Integration with KeePass that preferably also supports entering TOTP codes. This one is easy at least, KeePassXC-Browser works OK on both Chromium and Firefox. Meant for KeePassXC specifically rather than the original KeePass, but KeePassNatMsg plugin on KeePass side fills the gap.
Preserving modification timestamp of downloaded files. No browser really does this AFAIK, but until recent releases, it was easy with Firefox with "legacy" DownThemAll! extension. But this one probably needs a rewrite to work on current Firefox... It seems there's an extension for both Firefox and Chromium to send downloads to JDownloader2, but this one is an overkill, especially since it needs not so light process constantly running in the background for seamless experience. Download with Wget for Firefox might be an acceptable compromise.

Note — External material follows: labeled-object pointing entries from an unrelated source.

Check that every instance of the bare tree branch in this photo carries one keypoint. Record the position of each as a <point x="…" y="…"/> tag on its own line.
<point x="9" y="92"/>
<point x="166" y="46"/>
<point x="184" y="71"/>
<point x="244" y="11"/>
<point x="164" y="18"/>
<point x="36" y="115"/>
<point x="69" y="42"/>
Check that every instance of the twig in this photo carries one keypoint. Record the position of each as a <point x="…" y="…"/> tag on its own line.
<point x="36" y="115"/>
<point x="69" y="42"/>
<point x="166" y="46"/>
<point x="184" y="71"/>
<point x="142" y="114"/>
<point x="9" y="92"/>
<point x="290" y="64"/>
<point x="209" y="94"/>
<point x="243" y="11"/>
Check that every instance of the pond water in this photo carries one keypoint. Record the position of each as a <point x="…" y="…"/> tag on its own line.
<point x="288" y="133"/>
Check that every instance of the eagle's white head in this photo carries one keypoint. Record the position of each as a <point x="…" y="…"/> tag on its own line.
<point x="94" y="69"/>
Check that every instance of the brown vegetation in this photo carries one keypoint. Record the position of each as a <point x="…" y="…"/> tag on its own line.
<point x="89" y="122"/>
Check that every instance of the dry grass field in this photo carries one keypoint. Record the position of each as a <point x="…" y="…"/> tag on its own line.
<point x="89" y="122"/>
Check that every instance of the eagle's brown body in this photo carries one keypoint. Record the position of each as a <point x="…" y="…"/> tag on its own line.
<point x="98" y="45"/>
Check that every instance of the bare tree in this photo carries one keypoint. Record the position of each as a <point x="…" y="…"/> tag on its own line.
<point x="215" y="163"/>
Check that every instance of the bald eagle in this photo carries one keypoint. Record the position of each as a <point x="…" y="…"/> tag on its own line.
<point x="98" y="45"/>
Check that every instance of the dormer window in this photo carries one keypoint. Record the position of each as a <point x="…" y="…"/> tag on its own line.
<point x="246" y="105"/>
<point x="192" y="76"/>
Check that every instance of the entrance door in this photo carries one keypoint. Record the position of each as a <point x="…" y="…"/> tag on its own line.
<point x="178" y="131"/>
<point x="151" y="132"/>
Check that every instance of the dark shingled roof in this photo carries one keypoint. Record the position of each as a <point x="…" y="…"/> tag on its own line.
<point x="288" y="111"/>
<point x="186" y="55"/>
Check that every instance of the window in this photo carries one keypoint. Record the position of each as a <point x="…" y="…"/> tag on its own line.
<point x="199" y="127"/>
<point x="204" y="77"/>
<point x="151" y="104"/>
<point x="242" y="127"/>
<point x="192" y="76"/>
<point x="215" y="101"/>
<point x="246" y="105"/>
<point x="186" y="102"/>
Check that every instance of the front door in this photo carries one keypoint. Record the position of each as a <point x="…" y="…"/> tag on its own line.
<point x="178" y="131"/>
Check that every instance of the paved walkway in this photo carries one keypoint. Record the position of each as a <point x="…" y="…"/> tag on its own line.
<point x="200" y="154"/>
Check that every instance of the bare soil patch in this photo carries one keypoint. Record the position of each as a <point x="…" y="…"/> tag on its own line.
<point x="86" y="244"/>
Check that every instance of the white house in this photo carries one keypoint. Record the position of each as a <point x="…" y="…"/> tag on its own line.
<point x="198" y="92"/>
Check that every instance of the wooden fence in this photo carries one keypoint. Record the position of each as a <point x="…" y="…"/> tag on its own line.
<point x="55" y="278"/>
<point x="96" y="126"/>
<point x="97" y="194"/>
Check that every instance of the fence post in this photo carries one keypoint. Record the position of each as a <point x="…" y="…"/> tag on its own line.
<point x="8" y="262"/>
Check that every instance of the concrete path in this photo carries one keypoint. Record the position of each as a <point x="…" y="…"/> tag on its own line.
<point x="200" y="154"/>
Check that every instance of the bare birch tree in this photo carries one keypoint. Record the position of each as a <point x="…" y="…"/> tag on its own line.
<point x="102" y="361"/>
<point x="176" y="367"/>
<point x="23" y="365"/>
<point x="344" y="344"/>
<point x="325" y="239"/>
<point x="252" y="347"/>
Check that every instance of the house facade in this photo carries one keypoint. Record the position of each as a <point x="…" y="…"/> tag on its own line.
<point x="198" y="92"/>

These would be the most important. Now, some nice to haves.
Colorful tabs - there isn't anything like the old ColorfulTabs extension, is it? You can have tabs randomly colored, colored by domain, manual...
Navigation sounds to have audible cue when using backward / forward functions. There's a nice legacy extension for it, reads settings from Windows registry and plays the sound you've set there. I tried one or two "modern" extensions, they had sound hardcoded (suppose could rip it open and replace it, but it's ugly) and the one on Firefox launched WebAudio context running in the background, which tends to force high resolution timers, which tipped me off a bit.
NPAPI - I don't buy the whole insecure deprecated BS. I'll take proper PDF reader in a browser tab over PDF.js any day. And you get to run Flash too, forget the fake, slow and incomplete Ruffle. Or Java. There's probably more, but yeah, the powers that be decided to kill it. Apparently NPAPI is alive in China and 360 Extreme Explorer supports it. But it's another Chromium...
Flag display indicating the country where the server is from. Seems only Firefox has saner extension for it that doesn't query online service for it all the time.
Well, that's all that comes to mind right now. Any thoughts?
wrote:A man can be himself only so long as he is alone; and if he does not love solitude, he will not love freedom; for it is only when he is alone that he is really free.